Another significant risk of lay counseling, when unlicensed counselors are used, is negligence in selecting and using a counselor with little if any formal training. Churches can reduce this risk by adopting a number of risk management strategies. Consider the following:
(1) Counseling policy
Churches that use unlicensed lay counselors need to prepare a suitable brochure or statement clearly communicating to each counselee that the church considers counseling to be an essential aspect of its ministry, and that it is important for persons seeking counseling to recognize certain legal considerations that apply in the context of counseling. These may include many considerations, including the fact the counselee understands and agrees that counseling is provided on the basis of the following conditions:
- The counselors are engaged solely in spiritual counseling based on their understanding of the Bible, and they are not engaged in the practice of psychology, professional counseling, or psychotherapy.
- State law may require a counselor to report allegations of child abuse to civil authorities.
- Statements made in confidence to a pastor in the course of counseling ordinarily are “privileged,” meaning that neither the counselee nor the pastor can be compelled to disclose in a court of law any statements made in the course of the counseling. However, the presence of a third party during a counseling session may jeopardize the privilege, since the counseling may no longer be considered “confidential.” To illustrate, statements made in the course of pastoral counseling may not be privileged if a counselee brings a friend along to the counseling session.
- Any statements made in confidence in the course of counseling will be kept in strict confidence by the counselor. As noted above, the duty to maintain confidences may not apply in the context of child abuse. Further, the counselor may reserve the right to disclose confidential information in specified situations (such as threats of suicide, or an intent to harm another person).
(2) Avoid controversial therapies
Churches need to instruct counselors to avoid any controversial counseling techniques that have been associated in recent years with staggering levels of liability (such as age regression therapy or multiple personality disorders).
Counselors need to have a clear understanding of those cases that need to be referred to a professional counselor.
Tip.
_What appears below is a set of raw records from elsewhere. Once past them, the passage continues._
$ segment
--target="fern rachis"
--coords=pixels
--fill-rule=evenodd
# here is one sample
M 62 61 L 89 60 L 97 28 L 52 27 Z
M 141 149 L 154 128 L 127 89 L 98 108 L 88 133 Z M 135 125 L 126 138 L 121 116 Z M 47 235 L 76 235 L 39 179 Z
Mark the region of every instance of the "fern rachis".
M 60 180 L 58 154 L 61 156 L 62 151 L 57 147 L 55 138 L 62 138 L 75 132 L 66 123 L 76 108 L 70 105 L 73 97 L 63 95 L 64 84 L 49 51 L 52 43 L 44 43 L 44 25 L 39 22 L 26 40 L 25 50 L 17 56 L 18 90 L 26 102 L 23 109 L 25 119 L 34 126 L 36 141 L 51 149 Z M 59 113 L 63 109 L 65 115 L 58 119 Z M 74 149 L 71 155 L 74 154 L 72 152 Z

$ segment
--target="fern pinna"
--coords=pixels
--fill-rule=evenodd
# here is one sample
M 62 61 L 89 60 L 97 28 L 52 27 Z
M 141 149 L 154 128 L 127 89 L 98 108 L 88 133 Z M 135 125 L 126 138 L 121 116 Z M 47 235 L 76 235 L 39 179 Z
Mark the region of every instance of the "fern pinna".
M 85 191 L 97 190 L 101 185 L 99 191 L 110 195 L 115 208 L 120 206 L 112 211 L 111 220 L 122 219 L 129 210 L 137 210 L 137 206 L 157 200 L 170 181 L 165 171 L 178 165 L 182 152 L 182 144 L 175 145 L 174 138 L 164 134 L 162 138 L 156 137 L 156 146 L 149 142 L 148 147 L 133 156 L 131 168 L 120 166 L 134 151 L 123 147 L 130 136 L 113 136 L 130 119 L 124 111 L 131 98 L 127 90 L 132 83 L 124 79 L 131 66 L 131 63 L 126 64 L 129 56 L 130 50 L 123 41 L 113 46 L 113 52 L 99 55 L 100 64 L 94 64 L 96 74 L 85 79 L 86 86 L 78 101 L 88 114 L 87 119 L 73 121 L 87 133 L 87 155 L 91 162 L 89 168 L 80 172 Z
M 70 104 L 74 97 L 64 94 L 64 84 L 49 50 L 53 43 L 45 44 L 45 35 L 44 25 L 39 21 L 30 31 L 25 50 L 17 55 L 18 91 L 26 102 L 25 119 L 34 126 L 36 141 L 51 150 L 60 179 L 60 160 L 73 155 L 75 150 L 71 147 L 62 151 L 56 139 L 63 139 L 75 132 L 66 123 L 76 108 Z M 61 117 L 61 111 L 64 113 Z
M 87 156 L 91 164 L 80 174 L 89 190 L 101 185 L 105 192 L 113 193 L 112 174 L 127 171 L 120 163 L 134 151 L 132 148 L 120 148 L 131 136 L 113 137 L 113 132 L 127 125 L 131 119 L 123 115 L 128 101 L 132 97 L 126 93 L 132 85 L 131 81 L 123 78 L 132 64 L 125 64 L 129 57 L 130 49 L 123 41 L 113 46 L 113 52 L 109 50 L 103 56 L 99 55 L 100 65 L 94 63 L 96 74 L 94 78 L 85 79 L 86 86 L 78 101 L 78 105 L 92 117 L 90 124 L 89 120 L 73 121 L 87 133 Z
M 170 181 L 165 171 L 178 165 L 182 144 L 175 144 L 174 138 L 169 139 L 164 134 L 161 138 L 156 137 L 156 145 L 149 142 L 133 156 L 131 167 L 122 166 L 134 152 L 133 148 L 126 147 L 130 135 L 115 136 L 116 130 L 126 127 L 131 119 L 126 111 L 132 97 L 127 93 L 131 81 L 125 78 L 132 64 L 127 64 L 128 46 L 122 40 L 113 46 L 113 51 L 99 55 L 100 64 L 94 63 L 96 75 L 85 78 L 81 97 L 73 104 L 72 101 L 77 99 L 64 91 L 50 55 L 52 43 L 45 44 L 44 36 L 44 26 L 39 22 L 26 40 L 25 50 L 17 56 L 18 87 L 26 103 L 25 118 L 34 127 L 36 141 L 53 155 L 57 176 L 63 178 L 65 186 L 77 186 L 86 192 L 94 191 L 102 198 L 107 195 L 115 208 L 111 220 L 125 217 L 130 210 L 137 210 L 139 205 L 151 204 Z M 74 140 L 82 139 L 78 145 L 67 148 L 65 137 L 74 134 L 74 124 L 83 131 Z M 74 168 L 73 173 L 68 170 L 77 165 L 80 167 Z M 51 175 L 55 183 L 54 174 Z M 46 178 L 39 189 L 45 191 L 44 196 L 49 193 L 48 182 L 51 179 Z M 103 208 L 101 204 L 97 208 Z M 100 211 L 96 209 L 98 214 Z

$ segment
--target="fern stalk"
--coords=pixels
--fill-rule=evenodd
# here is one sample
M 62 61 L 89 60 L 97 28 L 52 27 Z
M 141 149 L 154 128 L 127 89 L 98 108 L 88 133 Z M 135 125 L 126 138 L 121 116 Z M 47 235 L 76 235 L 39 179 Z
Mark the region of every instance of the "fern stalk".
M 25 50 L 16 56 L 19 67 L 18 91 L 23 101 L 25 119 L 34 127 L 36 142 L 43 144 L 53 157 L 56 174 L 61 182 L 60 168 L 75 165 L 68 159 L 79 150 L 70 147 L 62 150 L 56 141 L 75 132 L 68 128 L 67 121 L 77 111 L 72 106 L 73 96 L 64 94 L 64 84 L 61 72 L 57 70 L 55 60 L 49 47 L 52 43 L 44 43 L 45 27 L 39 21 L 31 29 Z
When referring counselees to a professional counselor, it is important to avoid endorsing the counselor. Simply inform the counselee that the counselor is state licensed (as a counselor, psychologist, or psychiatrist), and has satisfactorily served a number of other members of the congregation.
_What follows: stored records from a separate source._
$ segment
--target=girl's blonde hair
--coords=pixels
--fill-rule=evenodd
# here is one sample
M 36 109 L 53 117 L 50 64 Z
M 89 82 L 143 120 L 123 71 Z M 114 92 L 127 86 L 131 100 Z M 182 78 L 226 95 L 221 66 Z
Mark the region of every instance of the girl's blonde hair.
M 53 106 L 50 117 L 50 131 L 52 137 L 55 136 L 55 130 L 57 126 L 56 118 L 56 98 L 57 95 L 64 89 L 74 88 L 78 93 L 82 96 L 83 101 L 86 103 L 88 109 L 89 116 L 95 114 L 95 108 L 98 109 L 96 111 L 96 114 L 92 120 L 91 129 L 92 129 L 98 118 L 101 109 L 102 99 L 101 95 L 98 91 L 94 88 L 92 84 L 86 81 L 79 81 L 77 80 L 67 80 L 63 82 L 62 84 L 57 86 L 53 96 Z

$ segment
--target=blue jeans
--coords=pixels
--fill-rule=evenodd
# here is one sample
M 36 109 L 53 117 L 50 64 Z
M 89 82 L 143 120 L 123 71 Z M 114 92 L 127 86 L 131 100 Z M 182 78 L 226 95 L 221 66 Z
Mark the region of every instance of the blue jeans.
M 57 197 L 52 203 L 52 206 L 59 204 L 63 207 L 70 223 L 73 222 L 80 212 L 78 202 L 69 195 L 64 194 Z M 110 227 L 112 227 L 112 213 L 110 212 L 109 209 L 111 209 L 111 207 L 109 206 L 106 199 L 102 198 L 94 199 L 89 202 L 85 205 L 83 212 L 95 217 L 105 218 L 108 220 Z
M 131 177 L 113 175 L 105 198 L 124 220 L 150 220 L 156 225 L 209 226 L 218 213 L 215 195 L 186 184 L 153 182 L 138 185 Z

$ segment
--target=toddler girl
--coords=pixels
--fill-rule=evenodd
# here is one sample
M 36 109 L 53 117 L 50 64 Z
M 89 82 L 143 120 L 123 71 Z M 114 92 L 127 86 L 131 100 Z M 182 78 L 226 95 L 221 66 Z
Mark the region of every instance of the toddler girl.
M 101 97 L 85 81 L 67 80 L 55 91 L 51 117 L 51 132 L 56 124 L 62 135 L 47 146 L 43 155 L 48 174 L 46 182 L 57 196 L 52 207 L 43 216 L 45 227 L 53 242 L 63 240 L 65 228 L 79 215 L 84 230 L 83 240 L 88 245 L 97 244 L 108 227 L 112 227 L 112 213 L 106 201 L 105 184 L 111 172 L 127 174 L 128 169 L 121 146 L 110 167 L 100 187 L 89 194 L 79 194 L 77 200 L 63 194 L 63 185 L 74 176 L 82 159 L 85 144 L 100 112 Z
Does the counselor have counseling insurance? If so, what are the coverage amounts? What exclusions exist? These are questions that need to be addressed prior to the time the counselor begins counseling. Also check to see if the church’s liability insurance policy covers the counseling activities.
(5) Legal agreement
Consider executing a legal agreement with the counselor that expresses the conditions of the arrangement.
Have every counselee sign a form acknowledging that the counselor is not acting as an agent or representative of the church, and that the counselor is not acting under the control or supervision of the church.
(7) Use of the term counselor
It is unlawful in most states for unlicensed persons to use the terms counselor or counseling in connection with their services. Pastors who engage in counseling of church members in the course of performing their pastoral duties are exempted from this limitation, but lay counselors generally are not even though they are working in a church.
1. Doe v. Samaritan Counseling Center, 791 P.2d 344 (Alaska 1990).
2. Alpharetta First United Methodist Church v. Stewart, 473 S.E.2d 532 (Ga. App. 1996).
3. Bladen v. First Presbyterian Church, 857 P.2d 789 (Okla. 1993).